“Whether or not local authorities fulfil this, care providers should take appropriate steps to safeguard their fee income from self-funding residents,” the managing director of national care fees planning network Symponia said.
Her comments follow speculation that the UK’s largest care home operator Four Seasons Health Care could run out of funding, risking closure of the 350 homes it operates across the UK.
On 2 November, ratings agency Standard & Poor’s said that the care home operator’s capital structure was unsustainable and warned that unless Elli Investments, the parent company of the London-based operator, underwent radical restructuring of its finances, its cash could run out.
However, in a statement, Four Seasons rejected the accusation, claiming it had financial flexibility “well beyond S&P’s projections.”
A spokesman said: “We said in August that the group has sufficient medium-term financial flexibility and that remains our position.

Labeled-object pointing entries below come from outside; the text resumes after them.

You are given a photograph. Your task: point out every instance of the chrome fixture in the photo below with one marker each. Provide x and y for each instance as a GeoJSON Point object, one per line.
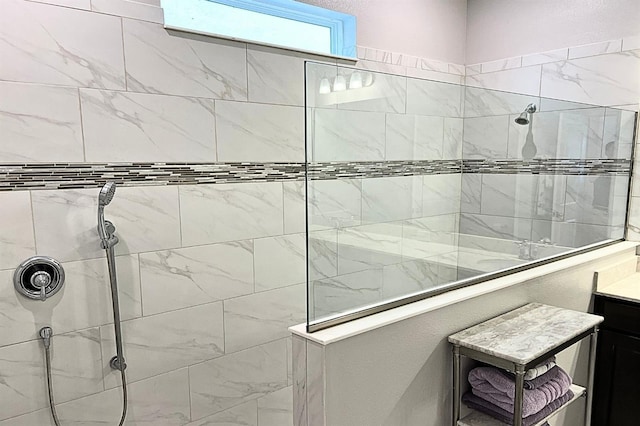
{"type": "Point", "coordinates": [527, 250]}
{"type": "Point", "coordinates": [523, 119]}
{"type": "Point", "coordinates": [39, 277]}
{"type": "Point", "coordinates": [105, 228]}
{"type": "Point", "coordinates": [108, 240]}
{"type": "Point", "coordinates": [529, 149]}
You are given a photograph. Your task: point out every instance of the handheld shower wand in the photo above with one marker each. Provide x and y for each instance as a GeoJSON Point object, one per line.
{"type": "Point", "coordinates": [106, 229]}
{"type": "Point", "coordinates": [108, 240]}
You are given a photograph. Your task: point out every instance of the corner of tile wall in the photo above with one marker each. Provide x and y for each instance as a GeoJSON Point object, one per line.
{"type": "Point", "coordinates": [412, 66]}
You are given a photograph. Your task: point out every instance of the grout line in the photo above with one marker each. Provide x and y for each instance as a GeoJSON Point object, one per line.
{"type": "Point", "coordinates": [80, 111]}
{"type": "Point", "coordinates": [124, 56]}
{"type": "Point", "coordinates": [33, 222]}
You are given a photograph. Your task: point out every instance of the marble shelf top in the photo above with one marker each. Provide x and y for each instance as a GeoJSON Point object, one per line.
{"type": "Point", "coordinates": [526, 333]}
{"type": "Point", "coordinates": [625, 289]}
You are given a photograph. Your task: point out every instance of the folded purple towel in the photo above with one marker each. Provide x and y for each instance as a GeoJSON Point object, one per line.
{"type": "Point", "coordinates": [476, 403]}
{"type": "Point", "coordinates": [540, 380]}
{"type": "Point", "coordinates": [490, 384]}
{"type": "Point", "coordinates": [540, 369]}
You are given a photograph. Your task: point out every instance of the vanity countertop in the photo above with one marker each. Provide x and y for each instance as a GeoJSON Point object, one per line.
{"type": "Point", "coordinates": [627, 289]}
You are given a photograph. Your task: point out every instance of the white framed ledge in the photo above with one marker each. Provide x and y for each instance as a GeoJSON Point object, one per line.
{"type": "Point", "coordinates": [372, 322]}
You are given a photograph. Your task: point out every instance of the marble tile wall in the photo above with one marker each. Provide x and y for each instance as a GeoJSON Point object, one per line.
{"type": "Point", "coordinates": [211, 275]}
{"type": "Point", "coordinates": [598, 74]}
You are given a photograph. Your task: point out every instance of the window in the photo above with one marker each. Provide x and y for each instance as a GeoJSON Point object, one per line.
{"type": "Point", "coordinates": [283, 23]}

We also announced in October the appointment of advisers to help us improve that flexibility.”
This came just a few weeks after Care England, a group of care home providers, warned that a major provider could collapse in the next 12 to 24 months because of the cost of implementing the national living wage.
In 2011 care home operator Southern Cross had to shut down after landlords were forced to take back leases linked to the firm’s 750 care homes because it could no longer afford the rent.
In January ratings agency Moody’s downgraded Elli Investments Limited. Richard Morawetz, lead analyst for Four Seasons at Moodys, said: “The downgrade reflected Moody’s expectation that earnings and cash flows in 2015 will remain depressed, and that, barring a significant upturn in profitability, Moody’s believes that there could be a significant cash burn in the coming 12 to 18 months.”